Artist: Dale Chihuly
Title: Early Basket with Shard drawing
Medium: Handblown glass
Size: 6 ½”× 6 w × 5 3/4'”
Year: 1979
Inscription: Etched “Chihuly 1979” on underside
Condition: Very good condition overall, please request a full report for condition details
Documentation: Includes Gallery Certificate of Authenticity
The American glass sculptor Dale Chihuly is well-known for his innovative techniques for creating handblown glass sculptures. His glass practice is a departure from traditional symmetrical and perfectly formed vessels. Instead, his works embrace asymmetry and irregular shapes to create unique sculptural forms.
Directly inspired by a visit to the History Museum at the Washington State Historical Society, more specifically the Northwest Coast Indian baskets on display, Chihuly began his series Baskets in 1977. These new works explored how fire, gravity, and centrifugal force worked together to create a beautiful vessel. Usually grouped in sets of smaller pieces nested inside larger wide-mouth ones, his earlier Baskets sometimes were standalone pieces.
This Early Basket with Shard drawing belongs to Chihuly’s second major series, Baskets. Inspired by the beauty of Native American weaving and basketry, the artwork captures the grace of slumped and sagging forms with thin and undulating walls. Notably, the shard drawing embraces Chihuly’s revolutionary glassblowing technique of “pick-up drawing.” This method uses glass thread rods to fully integrate a design instead of having them laid or inlaid separately on the surface.
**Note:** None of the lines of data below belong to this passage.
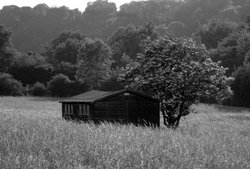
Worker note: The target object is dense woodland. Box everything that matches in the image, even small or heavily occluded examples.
[0,0,250,106]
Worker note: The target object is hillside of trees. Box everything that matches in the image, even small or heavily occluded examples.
[0,0,250,52]
[0,0,250,106]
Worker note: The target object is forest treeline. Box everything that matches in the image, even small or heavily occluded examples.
[0,0,250,106]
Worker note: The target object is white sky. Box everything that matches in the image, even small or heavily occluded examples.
[0,0,132,11]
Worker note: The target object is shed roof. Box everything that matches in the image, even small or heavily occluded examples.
[60,89,159,103]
Chihuly's Early Basket with Shard drawing includes a gallery certificate of authenticity. The work is etched on the underside with “Chihuly 1979.” Furthermore, the artwork is in very good condition overall. Please request a full report for condition details.
About Dale Chihuly
One of the most famous contemporary glass artists in the world, Dale Chihuly is best known for his monumental sculptures and installations. He is the name behind the spectacular ceiling at the Bellagio’s flower garden in Las Vegas and the creator of the Rotunda Chandelier at the Victoria and Albert Museum in London. Glass works of Dale Chihuly are considered some of the most desired collectibles between the decorative arts devotees today. Despite his initial indifference towards education, Chihuly has spent a lot of time in school, obtaining both scientific and artistic degree in sculpture from prestigious graduate schools. He displayed a proclivity for interior design and craft early on, but his true passion was always in the glass. He was a Fulbright Fellow in the late 1960s and an apprentice at the Venini Glass Factory in Venice. Mastering the art of Murano glasswork, he continued the experiments with glassblowing and thus became one of the people who brought the ancient art of glassblowing back into the spotlight on an international scale.
Monumental and small-scale artwork of Dale Chihuly is present in over 200 most renowned decorative art collections today, while the artist holds twelve honorary doctorates!
The most illustrious series in his work are Cylinders and Baskets he created in the 1970s; Macchia, Venetians, and Persians from the 1980s, Niijima Floats and Chandeliers created in the 1990s; and a more recent one, Fiori from the 2000s.
For over 30 years, Dale Chihuly has been acting as an artistic director of his team of craftsmen, since he was incapacitated in two accidents, which left him blind in one eye and incapable of holding the blowing tube. This change allowed him to see the possibilities of glass work on a broader scale, while still maintaining his recognizable style.